5-figure group messages
This is by far the most common message type. Digits are encoded using basic packed binary-coded decimal. Each byte encodes two digits: each 4-bit half-byte encodes one digit according to its natural binary value from 0 to 9. Hexadecimal values between A and F are never used. In case the message contains an odd number of 5-figure groups (and thus an intended odd number of digits), the last byte is completed with a 0 padding digit.

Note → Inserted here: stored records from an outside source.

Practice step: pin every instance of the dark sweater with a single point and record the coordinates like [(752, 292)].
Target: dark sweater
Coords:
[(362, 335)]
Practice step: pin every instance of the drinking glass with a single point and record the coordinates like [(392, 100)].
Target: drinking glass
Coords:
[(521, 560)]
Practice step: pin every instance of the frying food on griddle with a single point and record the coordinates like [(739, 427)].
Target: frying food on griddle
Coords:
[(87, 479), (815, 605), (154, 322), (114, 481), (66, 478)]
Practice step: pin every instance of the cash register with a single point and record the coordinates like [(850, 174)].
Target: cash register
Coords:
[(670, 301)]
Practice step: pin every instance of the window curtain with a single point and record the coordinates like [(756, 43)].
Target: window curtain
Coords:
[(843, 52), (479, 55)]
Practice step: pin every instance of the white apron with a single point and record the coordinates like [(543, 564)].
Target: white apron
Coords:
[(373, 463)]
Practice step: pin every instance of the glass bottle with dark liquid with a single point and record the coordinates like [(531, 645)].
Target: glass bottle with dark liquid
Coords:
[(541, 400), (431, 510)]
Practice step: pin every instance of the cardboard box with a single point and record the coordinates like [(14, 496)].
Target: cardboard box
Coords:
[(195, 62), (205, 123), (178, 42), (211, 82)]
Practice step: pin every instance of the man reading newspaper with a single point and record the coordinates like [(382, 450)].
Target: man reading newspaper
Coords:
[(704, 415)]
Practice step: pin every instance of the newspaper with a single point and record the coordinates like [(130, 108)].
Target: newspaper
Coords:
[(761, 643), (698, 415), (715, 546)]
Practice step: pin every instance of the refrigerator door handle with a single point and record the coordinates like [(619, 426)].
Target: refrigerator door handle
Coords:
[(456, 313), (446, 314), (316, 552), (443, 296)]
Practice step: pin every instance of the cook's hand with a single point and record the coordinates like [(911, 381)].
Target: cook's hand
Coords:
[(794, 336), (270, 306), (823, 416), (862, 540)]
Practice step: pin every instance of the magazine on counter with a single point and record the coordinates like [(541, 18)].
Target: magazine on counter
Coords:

This message type uses content type 0x00 and a 5FG parameter value different from 0x00: either 0x01, 0x03, 0x05 or 0x07. The purpose of this parameter, which seems to be used only by this type of message, is unknown. Messages usually contain at least several tens of groups, although the group count is also often much higher. Some of the groups usually repeat in two independent identified patterns:
- The 1st, 2nd and 3rd groups are repeated as the 3 penultimate groups of the message: in other words, the 3-group sequence at the very beginning of the message body is repeated at the end of it, followed by a single, original group ending the message. This behavior seems tied to the unidentified "2C01" field in the headers: the groups repeat when this field's value is 300 ("2C01") - which is most often - but don't when it is 103 ("6700") or 118 ("7300").
- The 1st group is repeated across the 6th and 7th groups, in the last 2 digits of the 6th group and first 3 digits of the 7th group. This behavior is followed most often, and the conditions under which it isn't are not yet understood.
Example of a 5-figure group message, including headers, following both repeat behaviors and featuring a final 0 padding digit:
F8000000 19 00 01 11 3701 2C01 55000000 00 47547 27997 50675 45783 77046 01247 54723 19203 64656 48260 99665 86520 86646 00281 13600 44673 16760 14653 92766 42564 66832 38756 17156 89639 68102 23711 29045 91764 65853 74547 61171 06681 22221 33108 55812 17173 58397 21035 53662 96625 58259 05798 18234 78397 42021 02904 10215 82904 47777 81503 60744 68245 81733 29413 32575 99090 10808 69865 56438 53251 93652 14389 57865 36519 10504 57757 76740 69832 01816 55480 54470 99769 39457 34484 25947 97438 05638 29333 33949 92143 39311 47547 27997 50675 14009 0
This rare message type contains a straightforward unencrypted text payload, in Korean. It uses the North Korean KPS 9566 character encoding. The CRCRLF sequence is used to mark new lines. All messages of this type seen so far have followed a similar structure: starting with "대표부앞" (in front of representative department), followed by a person's name and their personal contact information, and finally an indication of a number of days. These messages could be related to visa clearances or the like.
These messages use 0x00 for both content type and 5FG parameter. Due to lack of data, the interpretation of the group count header is uncertain: it could be the message body length in units of 3 or 4 bytes, rounded up.
This occasional message type is characterized by content type 0x01, and uses 0x00 for 5FG parameter. Little is understood about its contents. They are made of random-looking binary data. The same sequences of a few bytes sometimes appear with a variable length across different messages of this type, most visibly being reused as the beginning of the payload. The contents are presumed to be some undetermined kind of compressed or encrypted data.
Although it has also been observed in messages for distribution to multiple embassies, this message type seems to appear mostly in single-recipient messages, and even more frequently in messages sent upstream to Pyongyang, especially coming from certain embassies.